Ondertussen speelde nog de kwestie rondom het faillissement van Heiploeg. Evenals bij Smallsteps, heeft bij Heiploeg begin 2014 een doorstart plaatsgevonden na faillissement. Ook in dit faillissement is de doorstart voorbereid in een pre-pack. Belangrijk verschil tussen Smallsteps en Heiploeg is volgens de Hoge Raad dat bij Heiploeg de doorstart niet plaatsvond met een gelieerde partij maar met een derde partij. Op basis van de feiten heeft zowel de Rechtbank Overijssel als het Hof Arnhem-Leeuwarden geoordeeld dat de uitzondering van artikel 7:666 BW van toepassing is en daarom de Ovo-regels niet gelden. De FNV is hierop in cassatie gegaan.

In het op 17 april 2020 gepubliceerde tussenarrest zet de Hoge Raad onder meer uiteen hoe de faillissementsprocedure in Nederland werkt en is neergelegd in de Faillissementswet. De Hoge Raad concludeert vervolgens dat (r.o. 3.5.3.) “als uitgangspunt heeft te gelden dat de Nederlandse faillissementsprocedure een procedure is die de liquidatie van het vermogen van de schuldenaar beoogt en (ii) dat deze procedure onder toezicht staat van een bevoegde overheidsinstantie. De vraag is of dit, zoals uit het Smallsteps-arrest wel is afgeleid, anders is in alle gevallen waarin het faillissement is voorafgegaan door een pre-pack.”

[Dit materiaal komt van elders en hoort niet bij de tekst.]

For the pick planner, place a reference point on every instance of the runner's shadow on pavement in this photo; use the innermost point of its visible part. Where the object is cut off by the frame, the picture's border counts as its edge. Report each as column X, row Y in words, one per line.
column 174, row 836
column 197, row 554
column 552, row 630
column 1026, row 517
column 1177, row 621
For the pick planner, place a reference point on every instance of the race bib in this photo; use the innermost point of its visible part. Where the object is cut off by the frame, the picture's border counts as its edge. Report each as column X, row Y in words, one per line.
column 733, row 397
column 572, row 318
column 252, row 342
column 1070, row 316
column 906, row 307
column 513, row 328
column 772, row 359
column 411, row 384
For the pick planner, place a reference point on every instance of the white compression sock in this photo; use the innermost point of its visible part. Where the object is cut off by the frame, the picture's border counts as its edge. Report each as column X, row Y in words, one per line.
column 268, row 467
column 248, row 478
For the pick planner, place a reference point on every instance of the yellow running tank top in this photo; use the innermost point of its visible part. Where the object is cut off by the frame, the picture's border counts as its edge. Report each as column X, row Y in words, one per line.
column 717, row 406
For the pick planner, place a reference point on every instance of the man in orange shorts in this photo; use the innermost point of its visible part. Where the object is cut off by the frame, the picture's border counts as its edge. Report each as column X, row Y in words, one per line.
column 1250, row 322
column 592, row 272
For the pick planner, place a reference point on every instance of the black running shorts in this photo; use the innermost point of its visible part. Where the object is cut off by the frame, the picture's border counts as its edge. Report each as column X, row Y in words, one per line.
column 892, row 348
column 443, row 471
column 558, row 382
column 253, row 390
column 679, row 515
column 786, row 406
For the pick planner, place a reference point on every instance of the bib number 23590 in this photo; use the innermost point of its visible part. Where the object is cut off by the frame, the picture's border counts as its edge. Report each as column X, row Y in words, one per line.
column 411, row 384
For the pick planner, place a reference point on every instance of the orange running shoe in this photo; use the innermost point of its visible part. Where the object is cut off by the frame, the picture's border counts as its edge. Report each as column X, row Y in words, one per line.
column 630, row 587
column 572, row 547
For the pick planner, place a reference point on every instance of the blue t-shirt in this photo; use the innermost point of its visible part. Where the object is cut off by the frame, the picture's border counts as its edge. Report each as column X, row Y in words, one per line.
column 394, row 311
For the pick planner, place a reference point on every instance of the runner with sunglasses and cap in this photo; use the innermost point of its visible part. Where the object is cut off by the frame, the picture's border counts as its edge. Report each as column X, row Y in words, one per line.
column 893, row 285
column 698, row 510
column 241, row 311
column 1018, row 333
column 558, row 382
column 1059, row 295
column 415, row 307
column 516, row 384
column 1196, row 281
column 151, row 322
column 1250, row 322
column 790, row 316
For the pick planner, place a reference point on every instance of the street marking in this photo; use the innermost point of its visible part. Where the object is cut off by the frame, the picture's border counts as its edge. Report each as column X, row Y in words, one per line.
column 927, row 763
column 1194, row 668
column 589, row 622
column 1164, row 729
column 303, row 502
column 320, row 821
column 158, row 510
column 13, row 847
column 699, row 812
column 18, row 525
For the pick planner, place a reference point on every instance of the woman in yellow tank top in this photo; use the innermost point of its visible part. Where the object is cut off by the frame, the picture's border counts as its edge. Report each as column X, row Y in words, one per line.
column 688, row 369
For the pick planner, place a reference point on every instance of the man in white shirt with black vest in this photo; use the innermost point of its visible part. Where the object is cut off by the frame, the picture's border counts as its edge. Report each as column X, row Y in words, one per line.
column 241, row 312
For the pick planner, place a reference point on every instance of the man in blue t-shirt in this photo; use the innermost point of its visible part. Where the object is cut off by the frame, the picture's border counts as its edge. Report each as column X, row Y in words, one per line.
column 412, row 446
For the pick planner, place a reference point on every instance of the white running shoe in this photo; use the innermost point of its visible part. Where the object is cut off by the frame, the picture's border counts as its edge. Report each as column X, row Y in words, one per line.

De Hoge Raad lijkt hier te zeggen dat wat hem betreft in alle faillissements-situaties (met of zonder doorstart) waarbij geen gebruik wordt gemaakt van pre-pack, voldaan wordt aan de voorwaarden van artikel 5 lid 1 Richtlijn en dus de Ovo-regels niet van toepassing zijn. Gezien het Smallsteps-arrest, is het echter onduidelijk hoe het zit indien de doorstart is voorbereid in een pre-pack. Volgens de Hoge Raad is het HvJEU in de Smallsteps procedure onvolledig geïnformeerd over de procedure van pre-pack en is hij van mening dat, afhankelijk van de omstandigheden van het geval, ook in een pre-pack-situatie voldaan kan zijn aan alle voorwaarden van artikel 5 lid 1 Richtlijn als gevolg waarvan de Ovo-regels niet van toepassing zouden zijn. De Hoge Raad is van mening dat in de casus van Heiploeg, ondanks dat gebruik is gemaakt van pre-pack, toch is voldaan aan alle voorwaarden. Omdat over dit laatste echter, gezien de inhoud van het Smallsteps-arrest, redelijkerwijs twijfel bestaat, zal de Hoge Raad prejudiciële vragen stellen aan het HvJEU op grond waarvan duidelijk moet worden of ook in een pre-pack situatie voldaan kan zijn aan de voorwaarden van artikel 5 lid 1 Richtlijn.

Conclusie

In dit tussenarrest lijkt de Hoge Raad een duidelijk oordeel te geven over de toepasselijkheid van de Ovo-regels bij een doorstart; deze zijn niet van toepassing bij een doorstart na faillissement. Ook indien gebruik is gemaakt van een pre-pack, hoeven de Ovo-regels volgens de Hoge Raad niet altijd van toepassing te zijn. De Hoge Raad zal dit middels prejudiciële vragen echter nog wel voorleggen aan het HvJEU. Grote kans dat hiermee het wetsvoorstel Continuïteit Ondernemingen I in de prullenbak zal belanden, en dat, afhankelijk van de antwoorden van het HvJEU het wetsvoorstel Overgang van onderneming in faillissement (waarin de pre-pack wordt geformaliseerd) ofwel zal worden ingevoerd ofwel eveneens in de prullenbak zal belanden.